Living in the world today, we are faced with SO much more choice when it comes to almost everything – food and material goods of all kinds, education, occupation, geographical location, even physical appearance, and now dating – than our grandparents and great-grandparents ever could have imagined. We are forced daily to make hundreds of decisions, large and small, that they never had to consider once.

And psychologists, sociologists, economists and observant people in general are beginning to realize that all of this choice is not a good thing. It is paralyzing and breeds discontent.

And I’m beginning to understand this as it pertains to romantic relationships. When the whole world is your “sea” the perfect “fish” could still be out there. And that makes us – makes me – hesitant to commit.

But here’s the thing: I could spend the next five years, probably, meeting potential partners from Seattle alone, and really do very little to increase my chances of marital happiness…

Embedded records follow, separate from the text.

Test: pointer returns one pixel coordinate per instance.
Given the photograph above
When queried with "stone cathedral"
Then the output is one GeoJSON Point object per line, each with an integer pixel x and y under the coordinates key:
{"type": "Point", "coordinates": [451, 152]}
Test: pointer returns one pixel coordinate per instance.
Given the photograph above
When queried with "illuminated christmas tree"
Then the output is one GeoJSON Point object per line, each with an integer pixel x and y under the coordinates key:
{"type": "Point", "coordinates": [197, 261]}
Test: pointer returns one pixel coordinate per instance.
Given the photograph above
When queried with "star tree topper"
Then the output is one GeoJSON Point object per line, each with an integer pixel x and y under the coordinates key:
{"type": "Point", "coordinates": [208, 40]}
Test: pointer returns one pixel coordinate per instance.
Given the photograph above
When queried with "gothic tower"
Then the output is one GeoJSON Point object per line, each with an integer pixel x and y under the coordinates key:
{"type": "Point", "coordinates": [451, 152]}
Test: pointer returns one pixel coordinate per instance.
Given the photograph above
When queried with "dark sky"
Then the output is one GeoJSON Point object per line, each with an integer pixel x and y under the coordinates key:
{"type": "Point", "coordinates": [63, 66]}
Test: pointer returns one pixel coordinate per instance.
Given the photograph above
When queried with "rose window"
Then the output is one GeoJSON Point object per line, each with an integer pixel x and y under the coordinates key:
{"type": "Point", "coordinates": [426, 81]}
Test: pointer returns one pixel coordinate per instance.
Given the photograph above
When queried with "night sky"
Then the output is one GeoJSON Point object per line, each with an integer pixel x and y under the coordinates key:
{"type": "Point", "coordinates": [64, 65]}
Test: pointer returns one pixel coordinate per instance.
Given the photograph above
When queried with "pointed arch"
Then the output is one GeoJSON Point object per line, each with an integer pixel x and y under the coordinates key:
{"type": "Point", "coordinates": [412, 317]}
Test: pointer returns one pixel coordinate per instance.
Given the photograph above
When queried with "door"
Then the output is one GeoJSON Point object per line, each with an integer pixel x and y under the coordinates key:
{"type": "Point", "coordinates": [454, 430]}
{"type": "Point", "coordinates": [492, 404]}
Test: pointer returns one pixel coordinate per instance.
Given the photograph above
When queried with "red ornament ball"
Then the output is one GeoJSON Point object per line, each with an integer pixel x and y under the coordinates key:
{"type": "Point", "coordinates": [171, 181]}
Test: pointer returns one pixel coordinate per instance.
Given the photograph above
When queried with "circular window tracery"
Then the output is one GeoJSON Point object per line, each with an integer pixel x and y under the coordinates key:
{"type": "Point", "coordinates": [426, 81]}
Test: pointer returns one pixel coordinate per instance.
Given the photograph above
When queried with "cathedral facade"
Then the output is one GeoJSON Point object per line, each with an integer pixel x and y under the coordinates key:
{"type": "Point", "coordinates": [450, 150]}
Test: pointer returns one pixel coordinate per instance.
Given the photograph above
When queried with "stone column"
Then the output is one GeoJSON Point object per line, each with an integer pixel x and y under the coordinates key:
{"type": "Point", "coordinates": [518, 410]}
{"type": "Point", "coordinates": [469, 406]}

…because another quite poignant observation people have been making is that we don’t actually know what we want. We don’t know what is really going to make us happy.

So basically love, like life, is a crapshoot, and you just have to do your best to eliminate possibilities that you are pretty sure will make you UNhappy, point your feet towards ones that you suspect might bring you some sort of intrinsic joy, and then MAKE THE MOST OF IT!

In other words, find someone you respect and admire, whose company and conversation you enjoy, whom you find physically attractive, whose values and life goals are compatible with your own; do your best to understand and acknowledge their weaknesses and be honest with them about yours; prepare yourself for the inevitable loss of “sparkle” with the passage of time and increased familiarity, and take steps to keep adding that sparkle back in; and then, finally, take their hand and say,

“We are both two crazy human beings who just happened to run into each other in this big, broiling mess of 7 billion, who don’t really know what we want or how those wants will change in the future, who don’t really know, completely, how to be happy. But we’ve decided we like each other enough to commit to navigating this giant experiment of life together, and we’re going to do our best to navigate it in a way that will allow us to keep liking each other and keep choosing each other, flaws and all, over all the other imperfect people out there who may or may not temporarily make us happy.”

Perhaps some will see this logical, realistic approach to relationships as cold and unromantic. Some might even make a rather cynical (but very good) joke of it.

But I view love and marriage now with as deep and wide a sense of beauty and magic as I ever did – not in spite of its randomness, but because of it.

You could have met any one of 7 billion people, but you met him. Your life circumstances and experiences could have caused you to take one path, but you took the one that led you here. Those same experiences could have predispositioned you to value and choose another, but you chose her.

That kind of love – one that basks with wonder in the miraculous occurrence of near-zero-probability events – and looks with gratefulness on the joys those events brought to life, in spite of the inevitable accompanying pain and grief…

…that kind of love is so much more alive, so much more real, so much MORE than any happily-ever-after Disney story I have ever heard.

And unlike a Disney love which requires a princess to sit around waiting for the stars to align or The Prince to get his castle and trusty stead in order, this kind of love can be actively sought, grown, and chosen by any two people willing to seek it.

For me, that is freeing. And empowering.